Gnarath Pradeepaya (Lamp of Wisdom) is one of Asia’s oldest papers. Published weekly, it carries news about economics, politics, and social issues as they relate to the Church. Readers like it because it focuses on “human affairs”. Founded in 1866 by a layman, today it is owned by the Archdiocese of Colombo.
Colombo (AsiaNews) – Catholics and others celebrated the 150th anniversary of Gnarath Pradeepaya (Lamp of Wisdom), Sri Lanka’s first Catholic paper in Sinhalese and one of Asia’s oldest publciations.
At the beginning, the paper was a simple four-page newsletter announcing Catholic Church events. Now it is a 24-page weekly, in colour, with a circulation of 30,000. Since Sri Lankan Catholic families are large, with four to six children, this can mean a much larger readership.
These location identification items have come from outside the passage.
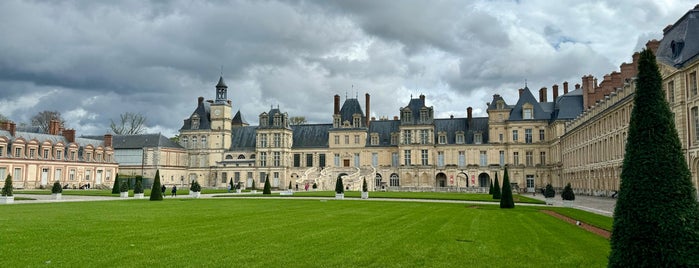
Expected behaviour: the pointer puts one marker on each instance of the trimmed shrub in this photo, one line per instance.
(155, 193)
(506, 201)
(656, 218)
(57, 188)
(268, 188)
(339, 187)
(138, 188)
(7, 189)
(115, 187)
(549, 192)
(567, 193)
(496, 188)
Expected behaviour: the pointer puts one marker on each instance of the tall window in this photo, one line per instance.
(263, 159)
(277, 159)
(542, 158)
(263, 140)
(425, 157)
(424, 136)
(542, 135)
(277, 140)
(693, 83)
(671, 92)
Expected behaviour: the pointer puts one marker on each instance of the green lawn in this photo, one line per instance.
(290, 232)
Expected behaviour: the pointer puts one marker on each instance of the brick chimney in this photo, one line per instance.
(367, 97)
(69, 134)
(107, 140)
(337, 105)
(542, 94)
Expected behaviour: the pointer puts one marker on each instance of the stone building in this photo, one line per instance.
(36, 160)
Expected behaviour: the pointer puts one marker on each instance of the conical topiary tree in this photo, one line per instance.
(496, 188)
(268, 188)
(506, 200)
(115, 187)
(7, 189)
(567, 193)
(155, 193)
(656, 218)
(339, 187)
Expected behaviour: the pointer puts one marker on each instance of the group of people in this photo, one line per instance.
(173, 191)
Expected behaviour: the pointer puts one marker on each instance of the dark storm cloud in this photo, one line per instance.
(93, 60)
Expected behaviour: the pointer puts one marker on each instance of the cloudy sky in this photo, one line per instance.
(94, 60)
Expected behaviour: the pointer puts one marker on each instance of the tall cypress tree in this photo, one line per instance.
(656, 219)
(506, 200)
(155, 193)
(496, 188)
(268, 188)
(115, 188)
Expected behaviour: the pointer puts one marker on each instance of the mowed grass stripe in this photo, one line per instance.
(289, 232)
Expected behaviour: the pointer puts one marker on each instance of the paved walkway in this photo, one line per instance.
(598, 205)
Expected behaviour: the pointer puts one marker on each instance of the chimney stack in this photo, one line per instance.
(542, 94)
(69, 134)
(368, 108)
(337, 105)
(107, 140)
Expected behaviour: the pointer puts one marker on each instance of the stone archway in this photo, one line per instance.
(483, 180)
(441, 180)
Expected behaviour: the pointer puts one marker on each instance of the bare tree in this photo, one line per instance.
(297, 120)
(130, 124)
(43, 118)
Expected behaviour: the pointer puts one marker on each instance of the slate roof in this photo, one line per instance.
(527, 97)
(680, 43)
(203, 110)
(311, 135)
(244, 138)
(384, 128)
(349, 108)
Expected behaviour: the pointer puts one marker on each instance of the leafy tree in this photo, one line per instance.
(339, 187)
(138, 187)
(268, 188)
(129, 124)
(506, 200)
(56, 188)
(43, 118)
(567, 193)
(7, 189)
(115, 188)
(496, 189)
(297, 120)
(155, 193)
(549, 192)
(656, 218)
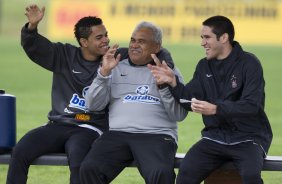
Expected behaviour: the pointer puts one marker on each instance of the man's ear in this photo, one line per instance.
(158, 48)
(83, 42)
(224, 38)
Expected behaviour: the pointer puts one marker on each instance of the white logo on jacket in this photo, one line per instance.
(141, 96)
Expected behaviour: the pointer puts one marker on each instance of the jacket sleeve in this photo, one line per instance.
(175, 111)
(98, 95)
(193, 89)
(252, 96)
(40, 50)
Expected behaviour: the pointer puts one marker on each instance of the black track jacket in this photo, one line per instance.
(236, 86)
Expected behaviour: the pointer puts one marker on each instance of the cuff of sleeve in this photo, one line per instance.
(25, 28)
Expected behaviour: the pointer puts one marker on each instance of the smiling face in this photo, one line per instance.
(142, 45)
(214, 47)
(96, 44)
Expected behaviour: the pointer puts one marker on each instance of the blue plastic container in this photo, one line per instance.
(7, 121)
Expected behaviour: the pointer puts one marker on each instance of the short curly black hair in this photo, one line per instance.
(82, 28)
(221, 25)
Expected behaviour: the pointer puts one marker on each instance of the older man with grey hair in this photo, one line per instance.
(142, 115)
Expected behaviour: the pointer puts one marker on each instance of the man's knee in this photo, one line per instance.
(251, 177)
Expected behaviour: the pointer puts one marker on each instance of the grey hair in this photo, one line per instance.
(157, 32)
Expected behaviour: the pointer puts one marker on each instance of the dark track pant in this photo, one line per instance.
(53, 138)
(206, 156)
(113, 151)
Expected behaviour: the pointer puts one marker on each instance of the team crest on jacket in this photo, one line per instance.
(77, 102)
(142, 96)
(233, 82)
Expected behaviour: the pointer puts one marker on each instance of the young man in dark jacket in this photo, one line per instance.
(71, 128)
(228, 90)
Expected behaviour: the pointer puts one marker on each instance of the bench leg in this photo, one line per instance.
(224, 177)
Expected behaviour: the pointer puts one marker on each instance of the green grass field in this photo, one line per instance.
(31, 86)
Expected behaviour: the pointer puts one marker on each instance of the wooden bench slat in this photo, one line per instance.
(271, 163)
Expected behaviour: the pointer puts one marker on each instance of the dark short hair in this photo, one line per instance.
(82, 28)
(220, 25)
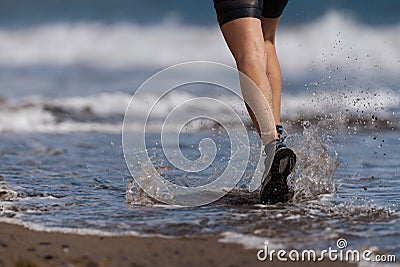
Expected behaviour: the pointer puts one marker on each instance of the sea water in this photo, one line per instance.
(66, 79)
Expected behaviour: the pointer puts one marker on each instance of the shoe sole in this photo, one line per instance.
(276, 189)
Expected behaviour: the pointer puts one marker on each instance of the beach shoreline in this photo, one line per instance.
(20, 246)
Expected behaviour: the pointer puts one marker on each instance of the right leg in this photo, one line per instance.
(245, 40)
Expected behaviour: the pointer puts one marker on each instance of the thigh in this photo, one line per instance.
(228, 10)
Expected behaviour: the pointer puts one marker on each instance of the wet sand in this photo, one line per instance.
(22, 247)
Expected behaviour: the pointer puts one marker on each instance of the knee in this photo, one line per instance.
(254, 57)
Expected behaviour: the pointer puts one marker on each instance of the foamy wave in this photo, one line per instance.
(104, 112)
(333, 41)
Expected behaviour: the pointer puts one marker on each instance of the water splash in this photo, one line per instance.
(316, 165)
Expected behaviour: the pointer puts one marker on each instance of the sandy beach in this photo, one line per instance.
(22, 247)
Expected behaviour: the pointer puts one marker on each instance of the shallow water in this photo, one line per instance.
(79, 182)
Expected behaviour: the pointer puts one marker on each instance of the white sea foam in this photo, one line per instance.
(248, 241)
(104, 112)
(334, 40)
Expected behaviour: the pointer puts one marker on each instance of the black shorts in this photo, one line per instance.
(228, 10)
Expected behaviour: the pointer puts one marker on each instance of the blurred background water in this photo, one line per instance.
(69, 68)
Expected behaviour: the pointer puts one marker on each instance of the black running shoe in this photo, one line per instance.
(274, 187)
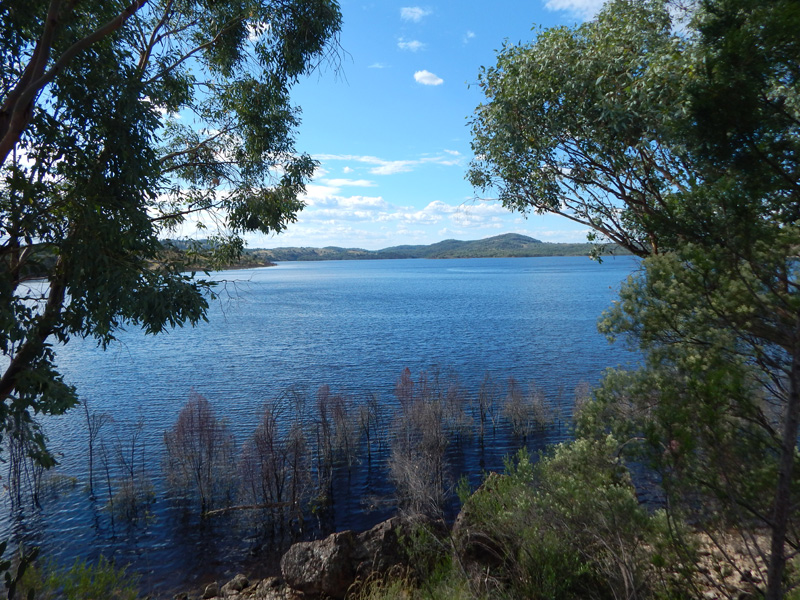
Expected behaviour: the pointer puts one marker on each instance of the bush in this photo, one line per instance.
(82, 581)
(571, 527)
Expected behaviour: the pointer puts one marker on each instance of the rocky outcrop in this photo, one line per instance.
(476, 548)
(329, 567)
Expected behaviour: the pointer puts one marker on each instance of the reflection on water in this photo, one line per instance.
(280, 333)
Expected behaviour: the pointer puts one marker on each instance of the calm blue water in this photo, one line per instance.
(351, 325)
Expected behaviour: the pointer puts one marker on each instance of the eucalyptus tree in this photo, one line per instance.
(121, 122)
(682, 144)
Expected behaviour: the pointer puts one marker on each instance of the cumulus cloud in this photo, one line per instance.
(414, 13)
(390, 167)
(349, 183)
(411, 45)
(427, 78)
(581, 8)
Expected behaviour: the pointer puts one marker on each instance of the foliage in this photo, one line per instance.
(506, 245)
(681, 144)
(81, 581)
(123, 122)
(571, 527)
(14, 575)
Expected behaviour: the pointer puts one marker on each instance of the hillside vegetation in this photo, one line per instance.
(506, 245)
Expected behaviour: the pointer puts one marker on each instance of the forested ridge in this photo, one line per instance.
(500, 246)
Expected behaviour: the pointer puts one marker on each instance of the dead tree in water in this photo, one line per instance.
(199, 453)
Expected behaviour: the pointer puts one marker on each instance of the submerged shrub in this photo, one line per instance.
(199, 453)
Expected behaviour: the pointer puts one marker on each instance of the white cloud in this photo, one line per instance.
(349, 182)
(390, 167)
(414, 13)
(427, 78)
(581, 8)
(411, 46)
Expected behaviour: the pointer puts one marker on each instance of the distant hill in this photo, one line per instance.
(506, 245)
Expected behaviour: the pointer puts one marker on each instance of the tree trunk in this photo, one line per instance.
(783, 501)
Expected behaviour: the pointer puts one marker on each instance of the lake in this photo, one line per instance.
(279, 334)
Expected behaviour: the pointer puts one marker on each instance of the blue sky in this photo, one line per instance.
(390, 126)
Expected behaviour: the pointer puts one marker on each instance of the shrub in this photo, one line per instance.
(199, 453)
(571, 527)
(82, 581)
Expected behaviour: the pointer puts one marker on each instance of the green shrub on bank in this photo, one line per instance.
(82, 581)
(570, 527)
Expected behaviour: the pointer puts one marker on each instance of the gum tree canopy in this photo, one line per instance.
(120, 121)
(682, 144)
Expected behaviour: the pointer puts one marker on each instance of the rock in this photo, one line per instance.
(235, 586)
(330, 566)
(379, 549)
(211, 591)
(473, 545)
(325, 567)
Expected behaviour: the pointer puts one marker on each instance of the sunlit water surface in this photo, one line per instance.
(351, 325)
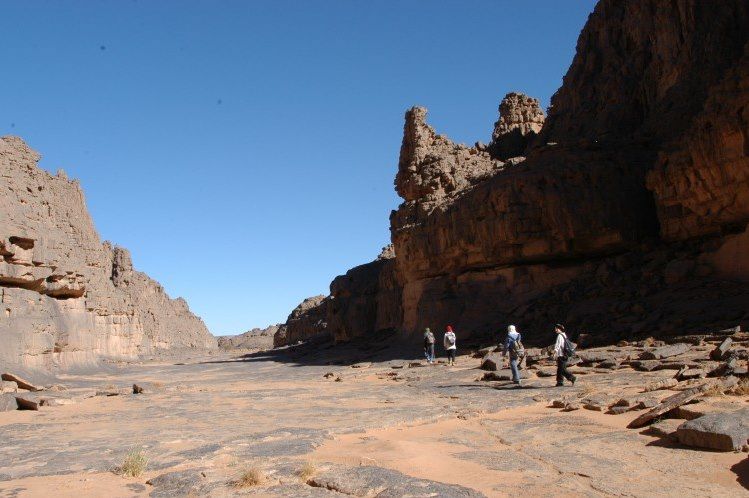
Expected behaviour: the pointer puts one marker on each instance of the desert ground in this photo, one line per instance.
(319, 420)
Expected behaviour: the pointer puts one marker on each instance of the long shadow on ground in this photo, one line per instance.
(385, 347)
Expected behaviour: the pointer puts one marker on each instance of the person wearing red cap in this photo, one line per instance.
(449, 343)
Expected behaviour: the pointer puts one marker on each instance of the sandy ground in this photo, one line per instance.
(205, 424)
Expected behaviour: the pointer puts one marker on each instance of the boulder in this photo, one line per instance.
(23, 384)
(492, 362)
(661, 384)
(8, 402)
(665, 351)
(721, 352)
(716, 431)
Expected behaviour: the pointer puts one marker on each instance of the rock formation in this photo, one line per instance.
(520, 120)
(68, 299)
(305, 321)
(252, 339)
(625, 214)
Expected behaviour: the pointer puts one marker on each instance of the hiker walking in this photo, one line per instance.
(514, 346)
(429, 345)
(449, 343)
(563, 350)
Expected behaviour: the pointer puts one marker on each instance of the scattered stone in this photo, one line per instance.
(665, 428)
(571, 406)
(645, 404)
(492, 362)
(28, 401)
(717, 431)
(665, 351)
(645, 365)
(721, 352)
(723, 369)
(662, 384)
(546, 372)
(8, 403)
(21, 383)
(693, 373)
(494, 376)
(618, 410)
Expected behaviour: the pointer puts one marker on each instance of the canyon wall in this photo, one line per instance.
(622, 214)
(67, 299)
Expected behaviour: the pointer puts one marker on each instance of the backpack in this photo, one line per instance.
(568, 349)
(517, 349)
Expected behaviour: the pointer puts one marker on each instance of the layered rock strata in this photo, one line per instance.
(69, 300)
(305, 321)
(625, 214)
(256, 338)
(520, 120)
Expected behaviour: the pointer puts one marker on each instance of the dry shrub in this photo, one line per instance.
(716, 389)
(134, 464)
(307, 471)
(741, 389)
(251, 476)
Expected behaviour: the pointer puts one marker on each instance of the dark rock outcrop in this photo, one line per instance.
(305, 321)
(69, 300)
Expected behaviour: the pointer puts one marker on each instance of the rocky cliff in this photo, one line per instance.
(69, 300)
(256, 338)
(623, 213)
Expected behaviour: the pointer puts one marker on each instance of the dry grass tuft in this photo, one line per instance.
(307, 471)
(252, 476)
(717, 389)
(742, 388)
(134, 464)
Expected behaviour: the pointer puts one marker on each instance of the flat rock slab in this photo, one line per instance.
(669, 404)
(23, 384)
(716, 431)
(384, 483)
(665, 351)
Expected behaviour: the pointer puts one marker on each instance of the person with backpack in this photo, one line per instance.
(449, 343)
(514, 346)
(563, 351)
(429, 345)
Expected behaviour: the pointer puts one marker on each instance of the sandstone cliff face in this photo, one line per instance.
(520, 120)
(625, 215)
(67, 299)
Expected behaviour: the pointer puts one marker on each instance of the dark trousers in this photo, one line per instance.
(429, 352)
(562, 372)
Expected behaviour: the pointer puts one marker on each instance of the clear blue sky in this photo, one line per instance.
(245, 151)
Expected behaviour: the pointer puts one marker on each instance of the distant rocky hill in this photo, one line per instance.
(256, 338)
(623, 213)
(67, 299)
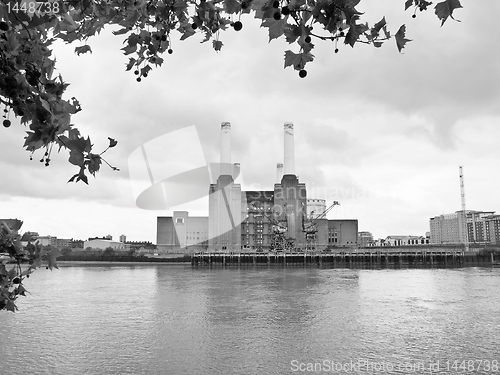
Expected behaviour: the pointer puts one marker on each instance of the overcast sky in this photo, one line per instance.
(383, 133)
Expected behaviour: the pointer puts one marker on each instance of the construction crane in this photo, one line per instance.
(464, 218)
(309, 226)
(279, 228)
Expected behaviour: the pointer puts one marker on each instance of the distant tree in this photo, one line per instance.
(28, 30)
(109, 251)
(23, 260)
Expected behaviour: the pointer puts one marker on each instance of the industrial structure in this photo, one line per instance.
(278, 220)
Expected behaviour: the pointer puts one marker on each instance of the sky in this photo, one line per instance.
(381, 132)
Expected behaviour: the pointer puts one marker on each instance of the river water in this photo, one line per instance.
(173, 319)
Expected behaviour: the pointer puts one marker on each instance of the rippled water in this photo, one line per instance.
(172, 319)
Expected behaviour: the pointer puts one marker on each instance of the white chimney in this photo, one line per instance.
(225, 151)
(236, 173)
(279, 172)
(289, 150)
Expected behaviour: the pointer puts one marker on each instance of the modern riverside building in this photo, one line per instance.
(282, 219)
(482, 227)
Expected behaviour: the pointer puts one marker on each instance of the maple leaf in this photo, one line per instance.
(376, 28)
(445, 9)
(94, 163)
(297, 60)
(217, 44)
(83, 49)
(112, 142)
(11, 306)
(354, 32)
(131, 63)
(400, 38)
(409, 3)
(276, 27)
(232, 6)
(76, 157)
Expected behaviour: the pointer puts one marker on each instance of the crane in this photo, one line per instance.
(309, 226)
(278, 230)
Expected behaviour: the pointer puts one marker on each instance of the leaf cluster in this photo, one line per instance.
(29, 90)
(30, 258)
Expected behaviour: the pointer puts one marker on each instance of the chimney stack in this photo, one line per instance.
(289, 150)
(225, 152)
(279, 172)
(236, 173)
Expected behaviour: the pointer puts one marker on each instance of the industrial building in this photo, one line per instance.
(280, 220)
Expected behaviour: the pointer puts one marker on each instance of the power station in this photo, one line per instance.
(278, 220)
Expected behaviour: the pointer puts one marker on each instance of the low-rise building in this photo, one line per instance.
(365, 239)
(103, 244)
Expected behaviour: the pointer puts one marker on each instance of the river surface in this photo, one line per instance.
(173, 319)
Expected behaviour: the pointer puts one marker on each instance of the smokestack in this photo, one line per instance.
(279, 172)
(225, 149)
(236, 173)
(289, 150)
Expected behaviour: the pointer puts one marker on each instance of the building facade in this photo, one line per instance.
(256, 220)
(473, 226)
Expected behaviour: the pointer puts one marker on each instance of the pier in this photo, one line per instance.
(360, 258)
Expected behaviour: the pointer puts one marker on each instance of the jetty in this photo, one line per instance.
(351, 258)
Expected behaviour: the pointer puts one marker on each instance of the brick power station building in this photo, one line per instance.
(282, 219)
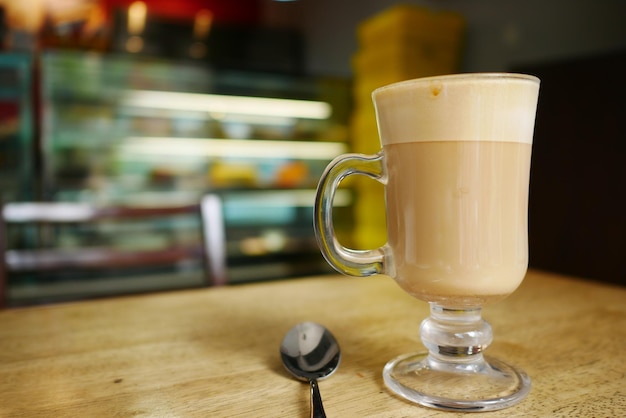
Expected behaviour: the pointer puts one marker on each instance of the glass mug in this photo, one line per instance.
(455, 163)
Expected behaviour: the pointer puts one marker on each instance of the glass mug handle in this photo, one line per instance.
(359, 263)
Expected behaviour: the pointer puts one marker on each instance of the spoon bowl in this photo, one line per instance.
(311, 353)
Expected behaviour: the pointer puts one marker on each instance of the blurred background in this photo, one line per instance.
(144, 102)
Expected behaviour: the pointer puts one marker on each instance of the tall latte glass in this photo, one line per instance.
(455, 162)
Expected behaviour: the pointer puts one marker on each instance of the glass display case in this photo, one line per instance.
(17, 179)
(123, 130)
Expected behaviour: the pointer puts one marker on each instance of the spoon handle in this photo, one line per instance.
(317, 409)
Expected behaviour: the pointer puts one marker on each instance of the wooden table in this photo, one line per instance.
(215, 352)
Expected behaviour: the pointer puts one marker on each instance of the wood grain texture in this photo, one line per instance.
(215, 352)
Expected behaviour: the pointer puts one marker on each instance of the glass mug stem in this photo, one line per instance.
(359, 263)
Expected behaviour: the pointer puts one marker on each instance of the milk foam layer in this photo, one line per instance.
(464, 107)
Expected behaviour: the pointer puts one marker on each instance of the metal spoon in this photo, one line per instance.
(310, 353)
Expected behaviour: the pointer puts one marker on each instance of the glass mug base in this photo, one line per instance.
(486, 384)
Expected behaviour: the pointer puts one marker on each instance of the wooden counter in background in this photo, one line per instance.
(215, 352)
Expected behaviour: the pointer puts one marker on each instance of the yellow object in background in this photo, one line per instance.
(400, 43)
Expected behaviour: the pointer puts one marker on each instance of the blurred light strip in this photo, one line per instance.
(261, 106)
(224, 148)
(282, 198)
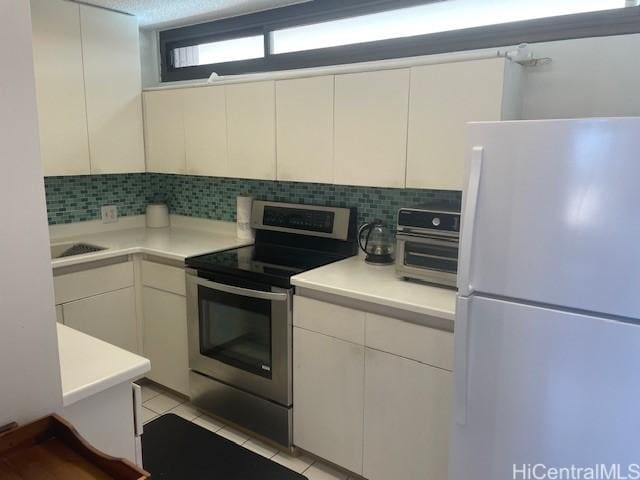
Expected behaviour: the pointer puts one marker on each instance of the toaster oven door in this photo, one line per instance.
(428, 258)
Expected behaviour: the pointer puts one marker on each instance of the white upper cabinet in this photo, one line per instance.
(87, 70)
(110, 42)
(205, 131)
(304, 109)
(57, 53)
(444, 97)
(371, 128)
(251, 130)
(164, 131)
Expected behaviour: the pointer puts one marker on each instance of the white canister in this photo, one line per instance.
(157, 215)
(243, 218)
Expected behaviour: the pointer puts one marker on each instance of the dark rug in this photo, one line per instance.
(175, 449)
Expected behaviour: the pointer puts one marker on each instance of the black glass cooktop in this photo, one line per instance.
(269, 264)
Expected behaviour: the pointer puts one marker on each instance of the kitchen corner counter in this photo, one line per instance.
(356, 280)
(177, 242)
(89, 366)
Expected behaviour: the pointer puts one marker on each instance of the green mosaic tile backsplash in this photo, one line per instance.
(79, 198)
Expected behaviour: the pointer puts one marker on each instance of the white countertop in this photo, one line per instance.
(175, 243)
(355, 279)
(89, 366)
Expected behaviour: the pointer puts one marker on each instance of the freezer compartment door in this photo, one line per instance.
(539, 386)
(551, 213)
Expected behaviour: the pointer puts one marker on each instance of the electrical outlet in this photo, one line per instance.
(109, 214)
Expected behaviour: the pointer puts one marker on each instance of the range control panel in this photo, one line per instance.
(418, 219)
(298, 219)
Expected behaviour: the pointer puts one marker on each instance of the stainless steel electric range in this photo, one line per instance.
(240, 307)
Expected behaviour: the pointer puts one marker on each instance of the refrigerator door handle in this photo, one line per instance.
(468, 221)
(461, 365)
(137, 409)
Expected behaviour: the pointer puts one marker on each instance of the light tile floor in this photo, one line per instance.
(156, 401)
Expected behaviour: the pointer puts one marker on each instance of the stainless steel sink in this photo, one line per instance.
(72, 249)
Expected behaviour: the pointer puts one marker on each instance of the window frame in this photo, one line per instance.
(592, 24)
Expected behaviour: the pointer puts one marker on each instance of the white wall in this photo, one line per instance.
(29, 367)
(588, 77)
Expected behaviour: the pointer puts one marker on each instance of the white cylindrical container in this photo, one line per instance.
(244, 206)
(157, 215)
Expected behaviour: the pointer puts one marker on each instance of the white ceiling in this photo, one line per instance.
(167, 13)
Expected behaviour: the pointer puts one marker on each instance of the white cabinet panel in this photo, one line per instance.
(407, 419)
(329, 319)
(328, 390)
(251, 130)
(110, 317)
(164, 131)
(165, 338)
(417, 342)
(443, 99)
(371, 128)
(57, 56)
(77, 285)
(304, 109)
(164, 277)
(113, 90)
(205, 130)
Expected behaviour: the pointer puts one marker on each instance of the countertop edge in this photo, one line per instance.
(78, 394)
(399, 305)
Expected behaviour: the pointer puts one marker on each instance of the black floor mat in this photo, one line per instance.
(175, 449)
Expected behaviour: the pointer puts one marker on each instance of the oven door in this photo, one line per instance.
(241, 336)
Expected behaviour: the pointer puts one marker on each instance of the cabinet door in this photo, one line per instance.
(205, 130)
(443, 99)
(57, 58)
(110, 317)
(164, 131)
(407, 418)
(371, 128)
(111, 53)
(251, 130)
(304, 113)
(328, 390)
(165, 338)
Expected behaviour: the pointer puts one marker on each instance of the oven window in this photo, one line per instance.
(433, 257)
(236, 330)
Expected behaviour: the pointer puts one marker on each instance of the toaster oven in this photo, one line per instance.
(428, 242)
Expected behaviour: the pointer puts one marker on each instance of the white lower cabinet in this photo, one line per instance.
(328, 397)
(110, 317)
(165, 338)
(407, 412)
(371, 393)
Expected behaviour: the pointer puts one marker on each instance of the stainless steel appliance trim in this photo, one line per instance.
(437, 277)
(245, 292)
(438, 257)
(261, 416)
(340, 221)
(279, 387)
(426, 231)
(429, 240)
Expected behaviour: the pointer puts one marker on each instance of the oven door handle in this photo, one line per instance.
(245, 292)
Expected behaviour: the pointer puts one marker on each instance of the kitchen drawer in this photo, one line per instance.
(86, 283)
(164, 277)
(417, 342)
(329, 319)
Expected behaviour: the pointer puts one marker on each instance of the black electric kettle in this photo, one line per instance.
(376, 240)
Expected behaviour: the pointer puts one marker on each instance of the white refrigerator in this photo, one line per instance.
(547, 332)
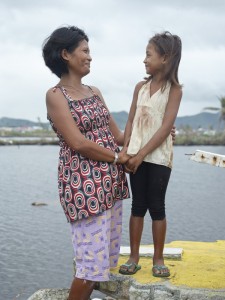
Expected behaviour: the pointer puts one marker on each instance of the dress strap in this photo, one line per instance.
(63, 90)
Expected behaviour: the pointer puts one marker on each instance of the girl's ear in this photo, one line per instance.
(65, 54)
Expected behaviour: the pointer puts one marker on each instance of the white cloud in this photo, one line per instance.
(118, 32)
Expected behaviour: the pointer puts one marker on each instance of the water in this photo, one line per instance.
(35, 245)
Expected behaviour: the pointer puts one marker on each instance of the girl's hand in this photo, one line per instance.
(134, 162)
(123, 156)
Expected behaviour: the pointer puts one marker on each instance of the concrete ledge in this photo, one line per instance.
(123, 288)
(147, 251)
(200, 275)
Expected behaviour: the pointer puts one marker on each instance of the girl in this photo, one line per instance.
(152, 114)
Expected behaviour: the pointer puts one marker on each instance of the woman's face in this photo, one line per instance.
(79, 60)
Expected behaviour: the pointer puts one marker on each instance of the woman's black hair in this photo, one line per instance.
(62, 38)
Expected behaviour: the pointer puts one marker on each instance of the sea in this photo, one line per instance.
(35, 241)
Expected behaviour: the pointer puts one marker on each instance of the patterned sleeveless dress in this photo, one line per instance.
(87, 187)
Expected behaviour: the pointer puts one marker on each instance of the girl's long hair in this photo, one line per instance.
(169, 45)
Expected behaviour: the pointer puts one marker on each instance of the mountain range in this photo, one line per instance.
(203, 120)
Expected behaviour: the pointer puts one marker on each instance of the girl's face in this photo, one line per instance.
(79, 60)
(154, 62)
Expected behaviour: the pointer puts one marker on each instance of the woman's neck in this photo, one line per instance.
(67, 80)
John Fernando, a layman, founded the paper in 1866 with a staff of eight lay people and a priest. After about 20 years, the Archdiocese of Colombo bought him out.
For 150 years, the paper could be picked up each Friday at parish churches or on newsstands around the country. Recently, circulation has increased by almost 50 per cent, a sign of the great interest for the universal Church.
"When I arrived last year, 195 copies were sold a week. Now it’s 300,” said Reka Denipitiya, who sells the paper in St Mary Parish in Jael (a suburb north of Colombo). “This means that readers like the content and the news," she told AsiaNews.
The paper focuses on the Church in all its aspects – economics, politics, social issues – with a clear editorial line. News are evaluated from a faith perspective.
“There are many articles and news related to human affairs, current issues and the pope,” said Tharanga Nonis, a Catholic entrepreneur. “This is what gets people to buy Gnarath Pradeepaya."
Sunny Fernando has been distributing the paper for 45 years in Moratuwa (south of the capital). "When there were no modern media, the paper cost less 20 cents and was very useful in keeping people informed and educating Catholics."
The paper’s classified pages include funeral announcements as well as personal ads by people looking for a partner. Niluka Silva found her soulmate through the paper. Born Buddhist, she began reading the weekly, converted, and eventually found a personal ad that attracted her.
However, for Sunny Fernando, “the paper is not just death and wedding announcements. It provides a different way to view the country,” which is predominantly Buddhist.
Out of a population of 21 million, 70 per cent is Buddhist, about 10 per cent is Muslim, and 7 per cent is Christian.